With my team, we’ve created an interactive, open-source map of the city of Aleppo—which has been at the center of fighting in Syria—that combines layers of high-resolution satellite images with data gathered by human rights organizations and the United Nations.

The project attempts to follow a war as it occurs, allowing an evolving, multidimensional study of the shifting lines of urban conflict and the patterns of destruction—and adaptation—that war produces. We want to give people—those in the city, those who have escaped, and those watching from afar—the ability to see and share information and view what is happening on the ground.

What our project brings to this field of monitoring conflict is a broad and independent perspective, with a focus not just on military operations or legal issues but rather on the urban fabric, the movements of people, the effects on the everyday lives of civilians. And it allows ordinary people everywhere access to the same sort of rich portrait of a conflict zone that has previously been monopolized by governments and fighters. Our users can navigate the city, with the aid of high-resolution satellite imagery, and explore geolocated data about cultural sites, neighborhoods, and urban damage.  

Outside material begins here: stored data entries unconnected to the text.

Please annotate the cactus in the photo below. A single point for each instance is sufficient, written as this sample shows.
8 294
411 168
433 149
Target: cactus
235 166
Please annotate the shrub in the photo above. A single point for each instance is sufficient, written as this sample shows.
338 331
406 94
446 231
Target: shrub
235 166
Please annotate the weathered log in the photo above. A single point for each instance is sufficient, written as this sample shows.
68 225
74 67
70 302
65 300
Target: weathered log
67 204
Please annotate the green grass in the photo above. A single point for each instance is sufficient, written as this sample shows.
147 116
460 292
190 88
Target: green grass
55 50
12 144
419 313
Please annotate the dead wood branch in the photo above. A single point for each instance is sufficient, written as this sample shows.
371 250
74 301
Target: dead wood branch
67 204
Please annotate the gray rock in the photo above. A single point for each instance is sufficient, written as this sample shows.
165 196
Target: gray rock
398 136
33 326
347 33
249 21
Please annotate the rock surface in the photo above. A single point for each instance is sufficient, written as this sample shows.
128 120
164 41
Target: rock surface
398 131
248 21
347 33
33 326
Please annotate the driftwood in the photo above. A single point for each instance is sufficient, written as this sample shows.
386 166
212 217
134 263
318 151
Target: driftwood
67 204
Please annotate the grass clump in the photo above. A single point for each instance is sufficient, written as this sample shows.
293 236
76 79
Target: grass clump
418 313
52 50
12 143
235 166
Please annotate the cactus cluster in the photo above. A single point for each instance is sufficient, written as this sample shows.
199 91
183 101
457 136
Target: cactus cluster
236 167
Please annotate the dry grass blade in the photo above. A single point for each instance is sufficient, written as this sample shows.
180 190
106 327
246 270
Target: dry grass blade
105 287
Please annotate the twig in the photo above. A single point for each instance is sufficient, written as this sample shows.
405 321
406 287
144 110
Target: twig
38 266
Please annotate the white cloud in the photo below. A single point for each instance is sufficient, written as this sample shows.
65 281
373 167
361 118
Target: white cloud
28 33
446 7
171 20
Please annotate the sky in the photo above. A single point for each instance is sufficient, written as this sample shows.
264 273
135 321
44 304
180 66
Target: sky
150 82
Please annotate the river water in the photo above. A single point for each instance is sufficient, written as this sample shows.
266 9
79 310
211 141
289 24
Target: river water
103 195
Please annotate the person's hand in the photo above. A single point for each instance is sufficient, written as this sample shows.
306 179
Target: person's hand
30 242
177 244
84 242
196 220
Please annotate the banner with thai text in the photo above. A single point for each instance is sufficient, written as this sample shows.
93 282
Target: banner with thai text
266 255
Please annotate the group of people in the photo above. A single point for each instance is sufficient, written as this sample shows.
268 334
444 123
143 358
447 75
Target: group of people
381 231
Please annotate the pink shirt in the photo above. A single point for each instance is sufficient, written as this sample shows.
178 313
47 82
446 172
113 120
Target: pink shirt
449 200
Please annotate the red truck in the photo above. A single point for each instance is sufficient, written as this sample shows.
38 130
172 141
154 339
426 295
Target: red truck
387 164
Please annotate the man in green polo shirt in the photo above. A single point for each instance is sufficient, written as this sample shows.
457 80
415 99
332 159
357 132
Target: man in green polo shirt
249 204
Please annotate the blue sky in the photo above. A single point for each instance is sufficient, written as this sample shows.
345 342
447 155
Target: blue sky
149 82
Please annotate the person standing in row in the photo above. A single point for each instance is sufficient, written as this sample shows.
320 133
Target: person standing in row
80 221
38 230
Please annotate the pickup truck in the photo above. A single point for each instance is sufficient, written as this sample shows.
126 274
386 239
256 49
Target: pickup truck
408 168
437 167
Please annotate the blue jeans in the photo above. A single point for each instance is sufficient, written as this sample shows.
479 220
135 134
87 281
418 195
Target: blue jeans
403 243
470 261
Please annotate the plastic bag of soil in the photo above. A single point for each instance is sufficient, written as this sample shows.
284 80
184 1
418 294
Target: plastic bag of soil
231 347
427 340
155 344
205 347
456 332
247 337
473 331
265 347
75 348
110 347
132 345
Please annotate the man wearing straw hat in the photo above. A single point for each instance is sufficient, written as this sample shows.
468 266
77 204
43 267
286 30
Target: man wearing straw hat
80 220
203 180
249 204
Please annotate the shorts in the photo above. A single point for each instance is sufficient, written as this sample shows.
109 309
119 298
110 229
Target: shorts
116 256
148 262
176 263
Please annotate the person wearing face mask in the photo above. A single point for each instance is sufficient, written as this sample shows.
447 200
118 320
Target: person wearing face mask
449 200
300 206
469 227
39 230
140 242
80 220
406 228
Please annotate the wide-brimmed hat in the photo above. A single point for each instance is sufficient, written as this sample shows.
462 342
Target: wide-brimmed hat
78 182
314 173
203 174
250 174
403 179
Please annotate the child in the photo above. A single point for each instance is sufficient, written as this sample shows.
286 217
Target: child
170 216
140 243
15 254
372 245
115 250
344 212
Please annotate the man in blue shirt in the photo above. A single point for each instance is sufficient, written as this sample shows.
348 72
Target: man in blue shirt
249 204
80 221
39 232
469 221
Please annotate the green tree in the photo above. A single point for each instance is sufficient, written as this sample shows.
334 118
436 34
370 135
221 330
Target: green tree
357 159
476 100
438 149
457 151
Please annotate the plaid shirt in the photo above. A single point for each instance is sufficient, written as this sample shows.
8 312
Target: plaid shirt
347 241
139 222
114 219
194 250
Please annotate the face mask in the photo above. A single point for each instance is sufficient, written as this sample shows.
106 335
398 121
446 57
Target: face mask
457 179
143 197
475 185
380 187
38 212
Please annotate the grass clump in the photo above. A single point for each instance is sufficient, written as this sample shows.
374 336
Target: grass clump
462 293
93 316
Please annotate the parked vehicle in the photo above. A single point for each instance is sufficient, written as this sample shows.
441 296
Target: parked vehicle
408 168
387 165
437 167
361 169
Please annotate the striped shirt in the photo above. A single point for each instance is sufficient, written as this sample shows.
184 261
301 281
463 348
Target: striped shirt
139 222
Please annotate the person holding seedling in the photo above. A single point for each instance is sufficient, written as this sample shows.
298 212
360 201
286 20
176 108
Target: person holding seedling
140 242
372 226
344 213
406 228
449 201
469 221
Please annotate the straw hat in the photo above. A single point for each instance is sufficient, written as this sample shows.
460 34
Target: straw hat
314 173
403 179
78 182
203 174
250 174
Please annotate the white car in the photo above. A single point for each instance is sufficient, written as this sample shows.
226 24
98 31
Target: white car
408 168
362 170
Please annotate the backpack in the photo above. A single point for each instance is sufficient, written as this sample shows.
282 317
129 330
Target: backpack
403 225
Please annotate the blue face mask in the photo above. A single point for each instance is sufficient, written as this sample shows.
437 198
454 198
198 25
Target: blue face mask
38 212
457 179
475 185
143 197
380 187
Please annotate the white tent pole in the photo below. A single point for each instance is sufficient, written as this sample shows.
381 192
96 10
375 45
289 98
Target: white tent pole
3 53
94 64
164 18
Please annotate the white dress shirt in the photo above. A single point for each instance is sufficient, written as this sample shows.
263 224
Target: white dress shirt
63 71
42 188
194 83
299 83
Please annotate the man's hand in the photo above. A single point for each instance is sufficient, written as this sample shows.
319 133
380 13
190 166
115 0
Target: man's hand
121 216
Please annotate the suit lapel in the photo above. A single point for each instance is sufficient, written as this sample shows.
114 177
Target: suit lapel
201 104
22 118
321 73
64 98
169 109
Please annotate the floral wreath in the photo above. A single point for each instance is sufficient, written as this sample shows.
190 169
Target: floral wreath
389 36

We see a map like this as a platform for storytelling with data. Think of data as a navigation device. We cooperate with a range of actors on the ground, inside and outside Syria, and together we are producing a complex description of a still evolving situation. Every time you put a layer of data on, it’s like adding another perspective, another narrative. It’s multidimensional. It might look flat, and it might look like an overhead view, but there are actually a lot of different standpoints embedded in it.

We wanted to learn how to do something different with all these images and how to put them to new uses. This is the kind of thing that data visualization enables us to do.